Я стою на старой скотобойне на Дивизион-стрит, инструменты разложены передо мной на черной шелковой скатерти.
Я всегда умел добиваться от людей того, чего хочу. Я применил те же методы к Клэр, хотя гораздо более мягко. Я трогал и дразнил ее тело, ласкал и манипулировал ею. Заставил ее почувствовать именно то, что хотел. Убедил ее делать то, на что она никогда бы не согласилась, не говоря уже о наслаждении…
Пытка — это то же самое.
Она подводит человека к краю пропасти, снова и снова, пока его разум не начинает разрушаться. Пока он не забывает все, во что верил. Пока его воля не подчинится моей, и он не расскажет мне все, что я хочу знать.
Я был снисходителен к Найлу Магуайру, потому что все еще надеялся спасти соглашение между нашими семьями.
Сегодня я не буду проявлять подобной снисходительности.
Офицер Уикер сидит на складном стуле передо мной, его руки связаны за спиной, на голове капюшон.
Я видел его в ту ночь возле отеля моего дяди, когда шестеро полицейских пытались нас с Клэр угробить. Из всех грязных полицейских нравов он один из самых вонючих. Независимо от того, доверился ему шеф Парсонс или нет, он подлый ублюдок, держащий ухо востро, и он что-нибудь узнает.
Я нашел его под эстакадой, когда ему делала минет несовершеннолетняя проститутка. Копы пользуются девушками точно так же, как сутенеры.
Уикер был в машине без опознавательных знаков, и девушка была достаточно молода, чтобы не знать, что Седан — это всегда полицейские машины, независимо от того, есть у них мигалки или нет. Я предполагаю, что Уикер арестовал ее, надел наручники и швырнул на заднее сиденье. Отвез в подземный переход, а не в участок, чтобы она могла «отработать свое нарушение», не привлекаясь к ответственности.

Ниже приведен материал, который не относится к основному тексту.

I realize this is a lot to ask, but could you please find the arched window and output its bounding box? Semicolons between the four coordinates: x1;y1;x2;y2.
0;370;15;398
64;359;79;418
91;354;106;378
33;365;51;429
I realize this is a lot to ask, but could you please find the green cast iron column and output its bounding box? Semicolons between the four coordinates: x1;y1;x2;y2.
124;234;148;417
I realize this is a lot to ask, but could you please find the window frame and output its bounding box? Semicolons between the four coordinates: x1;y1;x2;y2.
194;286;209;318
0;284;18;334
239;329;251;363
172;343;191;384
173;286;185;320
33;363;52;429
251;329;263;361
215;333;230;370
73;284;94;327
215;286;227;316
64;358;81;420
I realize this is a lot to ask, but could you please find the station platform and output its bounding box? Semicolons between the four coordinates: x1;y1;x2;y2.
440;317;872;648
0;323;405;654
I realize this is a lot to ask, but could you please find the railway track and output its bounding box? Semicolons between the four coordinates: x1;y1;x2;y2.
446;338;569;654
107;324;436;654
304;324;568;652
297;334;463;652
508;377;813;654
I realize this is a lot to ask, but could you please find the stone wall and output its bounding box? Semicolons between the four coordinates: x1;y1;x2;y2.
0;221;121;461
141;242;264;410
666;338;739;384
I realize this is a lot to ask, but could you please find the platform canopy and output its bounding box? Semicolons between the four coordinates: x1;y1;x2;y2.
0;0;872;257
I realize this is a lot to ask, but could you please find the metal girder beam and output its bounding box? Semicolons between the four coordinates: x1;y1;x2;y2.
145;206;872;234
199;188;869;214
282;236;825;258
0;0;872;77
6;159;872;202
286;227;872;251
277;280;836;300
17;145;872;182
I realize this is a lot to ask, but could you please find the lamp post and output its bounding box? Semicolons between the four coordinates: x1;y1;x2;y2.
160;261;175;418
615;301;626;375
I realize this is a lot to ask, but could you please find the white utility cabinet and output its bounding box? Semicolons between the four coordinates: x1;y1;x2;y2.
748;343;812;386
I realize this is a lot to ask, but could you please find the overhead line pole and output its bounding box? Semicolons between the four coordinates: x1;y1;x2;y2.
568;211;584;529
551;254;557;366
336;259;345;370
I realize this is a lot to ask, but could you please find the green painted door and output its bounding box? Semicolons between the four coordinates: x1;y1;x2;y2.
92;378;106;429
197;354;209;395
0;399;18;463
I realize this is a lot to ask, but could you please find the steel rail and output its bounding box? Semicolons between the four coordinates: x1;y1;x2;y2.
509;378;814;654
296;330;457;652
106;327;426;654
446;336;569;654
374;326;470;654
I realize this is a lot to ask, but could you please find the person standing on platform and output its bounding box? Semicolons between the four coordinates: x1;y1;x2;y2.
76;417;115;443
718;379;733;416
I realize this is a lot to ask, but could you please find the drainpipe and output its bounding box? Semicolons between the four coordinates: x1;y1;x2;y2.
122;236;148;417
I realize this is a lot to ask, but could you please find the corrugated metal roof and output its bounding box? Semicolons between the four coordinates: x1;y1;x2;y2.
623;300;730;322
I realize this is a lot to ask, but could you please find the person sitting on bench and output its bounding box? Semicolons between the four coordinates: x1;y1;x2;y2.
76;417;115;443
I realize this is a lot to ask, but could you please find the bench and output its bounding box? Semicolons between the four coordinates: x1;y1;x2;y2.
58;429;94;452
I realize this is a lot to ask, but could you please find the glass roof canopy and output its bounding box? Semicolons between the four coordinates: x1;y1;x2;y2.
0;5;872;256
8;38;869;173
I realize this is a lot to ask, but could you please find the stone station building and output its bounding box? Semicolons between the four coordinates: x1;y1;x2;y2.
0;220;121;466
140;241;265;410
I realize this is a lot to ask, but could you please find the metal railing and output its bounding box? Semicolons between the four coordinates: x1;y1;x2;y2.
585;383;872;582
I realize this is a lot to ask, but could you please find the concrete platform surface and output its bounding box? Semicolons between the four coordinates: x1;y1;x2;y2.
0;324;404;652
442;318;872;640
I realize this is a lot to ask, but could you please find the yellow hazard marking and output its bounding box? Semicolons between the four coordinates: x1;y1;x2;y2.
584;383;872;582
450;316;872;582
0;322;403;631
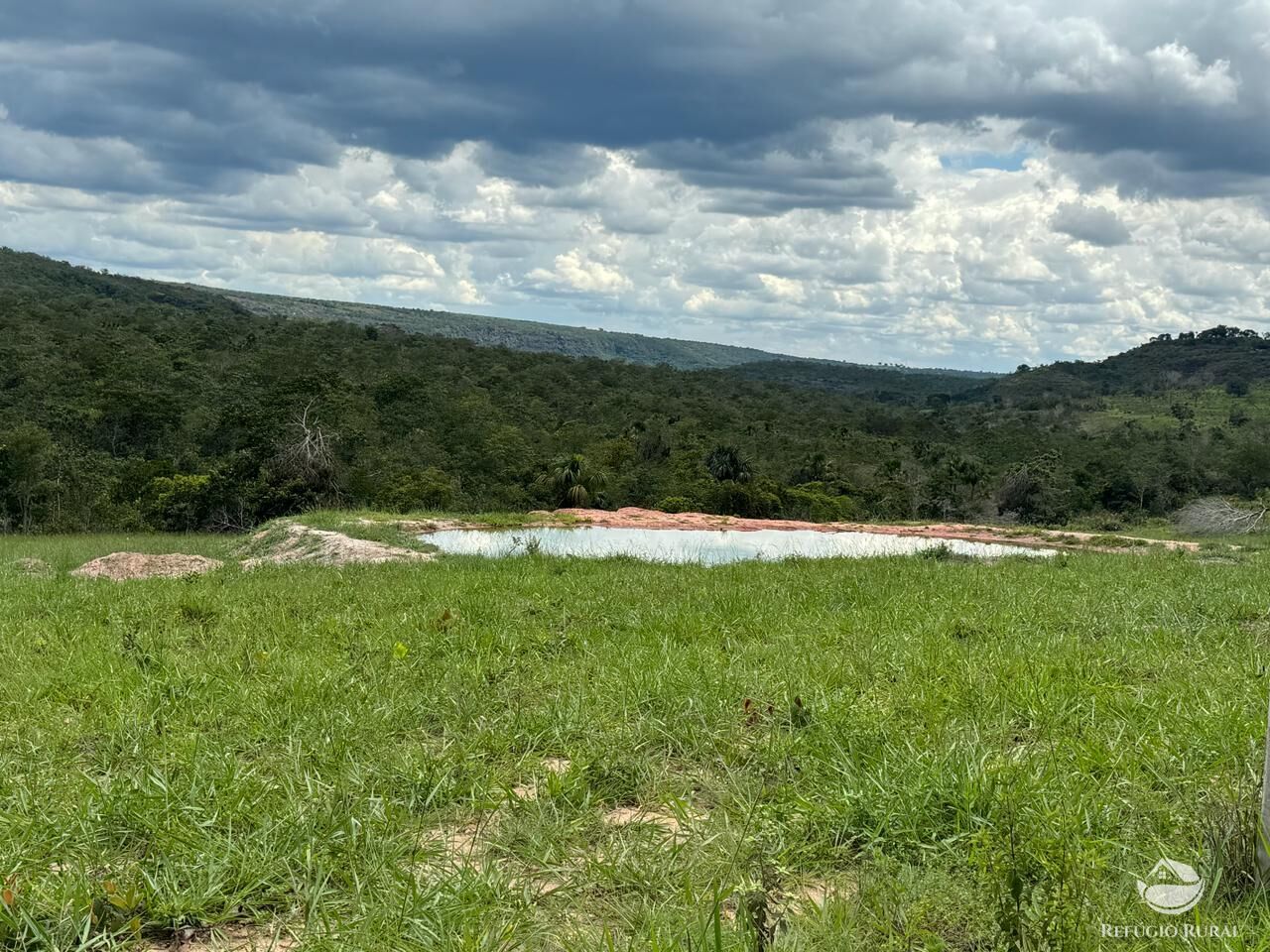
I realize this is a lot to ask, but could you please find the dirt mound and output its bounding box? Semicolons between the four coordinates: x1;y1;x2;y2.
71;552;223;581
144;925;300;952
242;523;432;568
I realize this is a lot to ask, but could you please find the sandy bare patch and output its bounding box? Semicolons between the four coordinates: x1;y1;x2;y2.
512;757;572;799
421;816;496;866
788;879;858;911
71;552;223;581
602;806;702;838
142;925;300;952
242;523;432;568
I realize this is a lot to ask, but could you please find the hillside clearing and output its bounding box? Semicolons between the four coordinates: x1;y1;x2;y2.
0;533;1270;952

Так всегда. Но Уикер — ублюдок-садист. Он грубо обошелся с девушкой, несмотря на то, что она сотрудничала, держал ее руки скованными за спиной, заставляя отсасывать ему. Она всхлипывала и шмыгала носом, из ее носа капала кровь.

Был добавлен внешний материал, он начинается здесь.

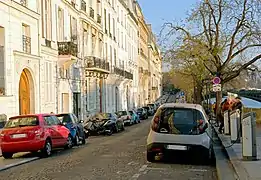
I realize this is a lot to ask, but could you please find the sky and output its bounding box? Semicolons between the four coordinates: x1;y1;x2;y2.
138;0;198;72
138;0;198;34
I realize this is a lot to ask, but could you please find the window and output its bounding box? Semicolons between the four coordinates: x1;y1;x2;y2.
104;9;107;34
57;7;64;42
22;24;31;53
45;0;52;40
45;62;54;102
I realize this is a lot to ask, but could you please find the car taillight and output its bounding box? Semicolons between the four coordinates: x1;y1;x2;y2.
151;116;160;132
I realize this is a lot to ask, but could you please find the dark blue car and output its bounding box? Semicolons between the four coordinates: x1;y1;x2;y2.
56;113;86;146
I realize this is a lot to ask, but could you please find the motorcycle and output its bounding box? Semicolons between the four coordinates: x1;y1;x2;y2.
84;118;113;136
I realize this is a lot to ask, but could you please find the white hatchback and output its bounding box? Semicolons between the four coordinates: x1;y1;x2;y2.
147;103;213;162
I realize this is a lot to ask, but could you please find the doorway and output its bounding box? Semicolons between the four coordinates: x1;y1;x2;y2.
19;69;34;115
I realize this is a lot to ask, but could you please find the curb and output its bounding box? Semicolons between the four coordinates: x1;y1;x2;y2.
0;157;40;171
213;129;238;180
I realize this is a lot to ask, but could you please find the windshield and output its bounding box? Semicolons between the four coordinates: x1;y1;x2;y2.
56;114;72;123
4;117;39;128
117;111;127;116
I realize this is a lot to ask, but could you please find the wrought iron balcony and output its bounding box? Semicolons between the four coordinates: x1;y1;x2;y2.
22;35;31;54
57;42;78;57
81;0;86;12
114;67;124;77
86;56;110;73
97;14;101;24
90;7;94;18
124;71;133;79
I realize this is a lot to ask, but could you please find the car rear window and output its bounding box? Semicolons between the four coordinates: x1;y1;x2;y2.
4;117;39;128
155;108;204;134
56;114;72;123
118;111;127;116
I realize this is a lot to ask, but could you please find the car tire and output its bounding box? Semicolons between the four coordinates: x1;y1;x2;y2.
2;152;13;159
147;151;155;162
82;133;86;144
73;134;80;146
64;134;73;149
41;139;52;157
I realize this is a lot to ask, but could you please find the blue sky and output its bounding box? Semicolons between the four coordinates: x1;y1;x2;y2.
138;0;198;34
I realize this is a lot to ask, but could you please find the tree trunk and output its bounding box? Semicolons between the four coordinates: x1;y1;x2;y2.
213;91;222;122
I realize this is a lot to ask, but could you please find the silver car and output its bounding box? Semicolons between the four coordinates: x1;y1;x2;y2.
147;103;213;162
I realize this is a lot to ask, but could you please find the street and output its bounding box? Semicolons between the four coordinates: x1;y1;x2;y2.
0;112;216;180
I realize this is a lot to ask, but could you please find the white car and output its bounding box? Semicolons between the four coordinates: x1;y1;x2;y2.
147;103;213;162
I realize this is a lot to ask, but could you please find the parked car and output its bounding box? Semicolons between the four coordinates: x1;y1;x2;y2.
116;111;135;125
147;103;213;162
129;110;140;124
1;114;73;159
104;113;125;132
137;108;148;120
147;103;157;113
142;106;154;116
56;113;86;146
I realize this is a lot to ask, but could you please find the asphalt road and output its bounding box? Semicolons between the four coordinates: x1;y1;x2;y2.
0;97;217;180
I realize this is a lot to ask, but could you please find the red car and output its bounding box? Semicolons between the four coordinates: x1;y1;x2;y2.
1;114;73;159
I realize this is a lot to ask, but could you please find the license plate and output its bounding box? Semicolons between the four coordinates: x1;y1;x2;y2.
167;145;188;151
12;134;26;138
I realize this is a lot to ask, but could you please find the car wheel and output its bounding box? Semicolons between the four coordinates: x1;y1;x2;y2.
64;134;73;149
82;134;86;144
2;152;13;159
41;139;52;157
73;134;80;146
147;151;155;162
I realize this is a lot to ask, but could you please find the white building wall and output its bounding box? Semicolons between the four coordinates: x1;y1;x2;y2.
0;0;40;117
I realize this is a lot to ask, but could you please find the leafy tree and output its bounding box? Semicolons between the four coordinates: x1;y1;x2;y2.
160;0;261;118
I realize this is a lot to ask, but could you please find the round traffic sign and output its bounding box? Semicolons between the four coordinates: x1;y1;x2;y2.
212;77;221;84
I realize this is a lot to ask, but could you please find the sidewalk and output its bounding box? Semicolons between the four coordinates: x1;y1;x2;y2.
215;126;261;180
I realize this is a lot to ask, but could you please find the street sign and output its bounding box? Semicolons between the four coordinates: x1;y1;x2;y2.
212;77;221;84
213;84;221;92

Я разбил стекло со стороны водителя клюшкой для гольфа, вытащив Уикера за шиворот, прежде чем он успел выхватить пистолет из кобуры. Швырнул его на цемент, для пущей убедительности ударив ногой в лицо.
Девушка кричала.
Я сказал:
— Заткнись на хрен, не созывай сюда всех его приятелей.
Девушка быстро закрыла рот. У нее были большие голубые глаза, немытые волосы и россыпь веснушек. Она боялась, что все стало хуже.
Юрий нашел ключи от наручников и освободил ее.
— Обыщи машину, — сказал я Эммануэлю.
Он нашел в багажнике килограмм кокса, а также конверт, набитый наличными.
— Взятка? — сказал Юрий, с любопытством перебирая купюры.
— Это, блять, здоровенная взятка, — сказал я, с первого взгляда увидев десять тысяч долларов.
Я взял деньги у Юрия, толстый конверт почти исчез в моей руке. Я сунул его девушке.
— Возьми, — рявкнул я, когда она заколебалась. — Убирайся из Пустоши. Вернись в школу. Не делай так, чтобы я снова видел тебя здесь.
Девушка сжимала конверт, переводя взгляд с нас на него, как будто не верила. Затем, бросив последний ядовитый взгляд на стонущего на земле Уикера, она поджала хвост и побежала прочь так быстро, как только позволяли ее шпильки и облегающая юбка.
— Благотворительность для проституток? — Эммануэль рассмеялся, недоверчиво приподняв одну бровь.
Честно говоря, веснушки девушки напомнили мне о Клэр, хотя в остальном она не имела никакого сходства. Вот почему я пнул Уикера сильнее, чем было необходимо. Но я не собирался говорить об этом Эммануэлю, да и Юрию тоже.
Юрий все равно мог бы догадаться. Он избегал встречаться со мной взглядом, когда поднял Уикера и закинул его на заднее сиденье машины.
— Поехали, — весело сказал Эммануэль.
— Секунду, — сказал я, возвращаясь к багажнику седана. Эммануэль оставил пакетик с кокаином.
— Зачем тебе? — спросил Эммануэль. — Он, наверное, просто стащил это из хранилища улик.
Я поднял пакетик, взвесив его в руках. Он был плотно упакован, профессионально завернут и запечатан в вакууме, с черной восковой печатью поверх шва.